History of the Festival
It’s been 27 years since a handful of volunteers got together to create a homegrown arts festival. In 1993, there were 50 vendors, a couple food stands, and a few live bands. Now it’s one of the largest and most family-friendly arts festivals in central Pennsylvania – attracting more than 110,000 visitors over a four-day period. This year the People’s Choice Festival of Pennsylvania Arts & Crafts features nearly 200 artists, about two dozen food vendors, and 40 acts on the two stages.
It began with George Marion, a local artist, who wanted to start a brand new arts festival, the People’s Choice Festival of Pennsylvania Arts & Crafts – to be held on a grassy lawn in Boalsburg. It seemed that there were far more local artists than could possibly be accommodated at the Central Pennsylvania Festival of the Arts. George and his compatriots wanted a venue to share their creations at the same time as the State College festival. George, and his wife Nancy, energetic local artisans, were up to the challenge of organizing the first event. George placed an ad in the paper and there was a write-up as well. Sandie Biddle, now publicist and writer for the festival, remembers that day well. “I worked at the Centre Daily Times then and I remember George coming in with his little dog under his arm, all fired up about a new arts festival ‘for the people.’ One man’s enthusiasm inspired a central PA tradition.”
John Madison, who was new to the area in 1993, had been helping his wife, Georgia, sewing her handmade welder’s hats. “We were just getting into the hat-making business”, John said, “and I saw the article in the paper. We went to George and Nancy’s house and took our hats with us.” The Madisons were accepted into the first show.
Cindy and John are now the co-directors of the People’s Choice Festival, both with the fest from the very beginning. They took over a few years ago when George and Nancy retired and moved south. With all the work they do to present each festival, neither one exhibits at the show anymore. Their artistic labor of love has become the show itself.
“I think there were about 60 artists that first year,” John said. “They were all along the military museum entrance road, with about four food vendors over by the monuments. We had one little stage. It was a hay wagon. Someone made us a yellow, red, and blue canvas backdrop and a little roof. That was it, a hay wagon.” The festival now has two huge entertainment tents that seat hundreds.
John and Chris Kepler, entertainment director, remember one particular year quite vividly. “One that stands out was I believe in 1995 when the storm blew the entertainment tent down at night and the fireman took the gear to the fire hall for safekeeping. We got things up and running in time to open the next morning,” Chris said.

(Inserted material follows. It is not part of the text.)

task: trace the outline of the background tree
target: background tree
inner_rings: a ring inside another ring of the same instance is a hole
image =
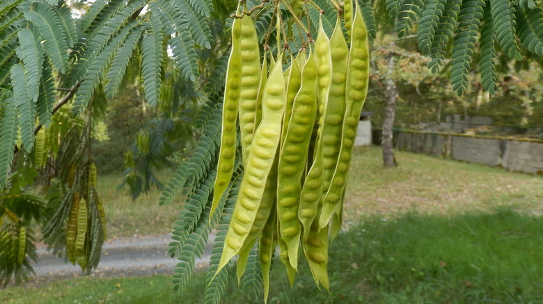
[[[342,10],[336,6],[336,1],[314,2],[315,6],[309,6],[306,14],[308,30],[317,33],[315,24],[322,10],[323,24],[329,34],[337,16],[335,8]],[[246,3],[249,8],[258,8],[251,17],[260,41],[276,49],[274,34],[268,29],[276,14],[283,16],[285,22],[292,22],[285,2],[278,10],[267,2]],[[375,37],[372,3],[360,3],[368,33]],[[164,204],[178,194],[187,198],[174,226],[171,250],[172,256],[180,260],[173,285],[182,289],[194,269],[194,257],[201,252],[212,228],[220,223],[222,226],[217,228],[223,230],[243,170],[241,165],[236,168],[221,200],[222,208],[210,221],[205,206],[212,197],[210,185],[219,149],[226,72],[227,36],[223,29],[231,24],[223,20],[234,10],[232,6],[235,3],[211,0],[97,0],[84,4],[88,10],[74,19],[62,1],[0,3],[0,190],[8,196],[23,193],[29,183],[17,180],[31,179],[34,168],[43,167],[46,161],[54,167],[52,176],[54,179],[45,195],[49,216],[25,218],[28,212],[14,212],[19,206],[31,208],[30,203],[18,203],[17,207],[8,205],[6,202],[11,201],[8,200],[0,203],[0,217],[8,219],[0,231],[5,245],[1,251],[2,260],[6,261],[0,264],[0,271],[8,279],[14,273],[31,271],[28,259],[34,256],[33,247],[25,244],[32,238],[29,237],[28,229],[22,228],[26,227],[29,218],[47,222],[43,228],[45,240],[54,250],[65,253],[70,262],[78,263],[87,272],[97,265],[104,217],[95,189],[91,140],[95,126],[108,111],[109,101],[125,92],[127,83],[141,87],[151,107],[167,105],[167,101],[159,102],[168,96],[164,90],[183,83],[181,87],[187,90],[205,87],[207,93],[198,99],[205,105],[195,120],[201,136],[195,144],[193,157],[180,166],[160,199]],[[543,53],[540,26],[543,15],[531,1],[386,0],[375,6],[377,10],[386,12],[400,36],[409,35],[418,22],[418,47],[430,58],[429,67],[437,71],[444,65],[446,57],[450,56],[452,87],[459,94],[468,87],[478,42],[482,87],[490,92],[496,89],[494,65],[498,50],[509,60],[521,59],[521,44],[536,55]],[[292,35],[297,35],[296,31]],[[303,40],[293,40],[290,49],[297,49],[299,41]],[[166,67],[171,62],[175,63],[177,75],[173,78],[180,79],[180,83],[168,82],[170,78],[165,77]],[[178,99],[181,103],[184,100]],[[164,114],[168,118],[170,110]],[[152,124],[156,126],[159,123]],[[150,128],[150,133],[153,127]],[[166,129],[159,128],[161,132]],[[151,144],[147,147],[146,138],[152,137],[148,134],[142,132],[138,152],[132,152],[132,158],[144,159],[151,155],[149,152],[155,145],[149,142]],[[132,159],[128,158],[127,162],[132,168],[130,172],[137,176],[134,176],[136,182],[127,180],[129,185],[137,187],[152,181],[149,171],[137,168],[135,160],[132,164]],[[153,164],[150,160],[148,163]],[[220,239],[217,244],[221,244]],[[259,266],[255,262],[255,252],[250,255],[252,267],[248,267],[244,278],[248,285],[258,286]],[[216,259],[212,257],[212,271],[218,262]],[[209,285],[210,301],[220,298],[221,280],[225,279],[220,275]],[[211,282],[211,276],[209,280]]]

Diana Stapleford, broadcast executive, now of Magnum Broadcasting, has been with the festival for 19 years as marketing and sponsorship director. She’s responsible for publicity and raising funds for the festival. People’s Choice runs on donations and sponsorships. “The more donations and sponsors we get, the more we can improve the show year after year. We appreciate this support more than you know,” Diana said.
The People’s Choice grounds are so spacious, no matter how large the crowd, visitors feel free and unfettered. Some festival goers bring babies in strollers and their pets (on leashes, of course). One of the things that makes People’s Choice a little different from most arts festivals – all the artists, entertainers, and food vendors are from Pennsylvania. The selection of arts and food are also chosen to suit the budgets of growing families.
“At first, this was a ‘silly little arts festival’ that nobody thought would come to much of anything,” John said. “Thanks to George and Nancy, it’s become ‘the local show’ in my opinion. Many local folks come every year, every day. The people have really supported the People’s Choice Festival, and we appreciate it.”
Thanks to the Marions for their energy, enthusiasm, and perseverance. Sadly, Nancy passed away and George now lives in Florida. They’d be proud of their legacy, and, 24 shows later, how the ‘second generation’ of volunteers is taking it to the next level, while preserving the original goals – exclusively Pennsylvania vendors and entertainers, affordable crafts, and a wholesome family experience.